Debt Service Coverage Ratio is defined as the ratio of (i) EBITDA for the 12-month period ending on the measurement date to (ii) interest expense plus principal payments coming due during the 12-month period beginning on the day after measurement. EBITDA is defined as net income after taxes plus a) interest expense, b) federal, state and local taxes, c) depreciation and amortization expenses, and d) extraordinary losses minus extraordinary gains. The Company did not calculate this ratio at June 30, 2011 because the Company had recorded negative EBITDA for the previous 12-month period.

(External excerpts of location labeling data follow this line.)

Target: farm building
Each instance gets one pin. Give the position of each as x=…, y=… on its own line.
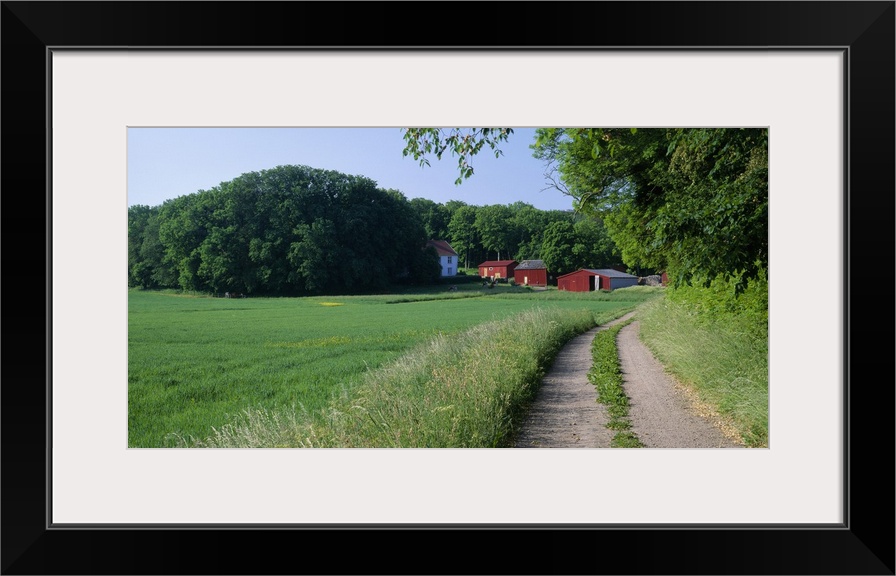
x=588, y=280
x=497, y=269
x=531, y=273
x=447, y=256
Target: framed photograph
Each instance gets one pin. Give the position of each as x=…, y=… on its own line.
x=818, y=75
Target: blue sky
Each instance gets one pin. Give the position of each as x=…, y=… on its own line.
x=166, y=163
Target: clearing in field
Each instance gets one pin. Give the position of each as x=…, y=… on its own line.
x=195, y=363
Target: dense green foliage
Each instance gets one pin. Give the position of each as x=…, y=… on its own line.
x=294, y=230
x=287, y=230
x=693, y=202
x=192, y=360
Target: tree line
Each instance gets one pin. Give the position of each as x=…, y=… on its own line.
x=297, y=230
x=692, y=202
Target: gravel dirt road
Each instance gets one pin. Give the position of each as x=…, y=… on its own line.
x=566, y=414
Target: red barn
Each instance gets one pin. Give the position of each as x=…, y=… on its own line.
x=531, y=273
x=589, y=280
x=497, y=269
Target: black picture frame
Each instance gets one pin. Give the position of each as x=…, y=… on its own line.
x=864, y=544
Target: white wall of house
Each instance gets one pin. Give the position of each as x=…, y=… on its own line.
x=449, y=265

Total Indebtedness to Equity Ratio is defined as the ratio of all liabilities or obligations to Equity. Equity is defined as the total of all assets of the Company minus the aggregate of all liabilities, all determined in accordance with generally accepted accounting principles consistent with those followed in preparation of the financial statements. This ratio at June 30, 2011 has been calculated by the Company as follows:
Total current liabilities
|
$ | 9,197,139 | ||
Long-term debt obligations, net of current portion
|
58,276 | |||
Total indebtedness
|
$ | 9,255,415 | ||
Total stockholders' equity
|
$ | 1,694,234 | ||
Total indebtedness to equity
|
5.5 |
As of December 31, 2010, the Company was not in compliance with the Debt Service Coverage Ratio. On January 27, 2011, the Company received notification from the lender waiving compliance for the Debt Service Coverage Ratio until May 31, 2011 and that further compliance will be waived until December 31, 2011 if the Company is able to complete a Qualified Financing in the amount of $1,200,000 prior to May 31, 2011. Since the Company was unable to complete a Qualified Financing prior to May 31, 2011, the lender required a re-measurement as of June 30, 2011. After failing the required covenant calculations, on June 30, 2011, the Company received notification from the lender waiving compliance with the Debt Service Coverage Ratio and the Total Indebtedness to Equity Ratio through September 30, 2011. As consideration for the waiver, the Company has agreed to work with the lender to negotiate and implement revised covenants by October 31, 2011. Because management cannot provide assurance that the Company will be able to obtain additional financing or that cash flows from operations will be sufficient to allow it to meet its obligations, and the Company cannot assume that they will be able to revise the current covenants, the Company has classified all debt from Nekoosa Port Edwards Bank to be a current liability at June 30, 2011.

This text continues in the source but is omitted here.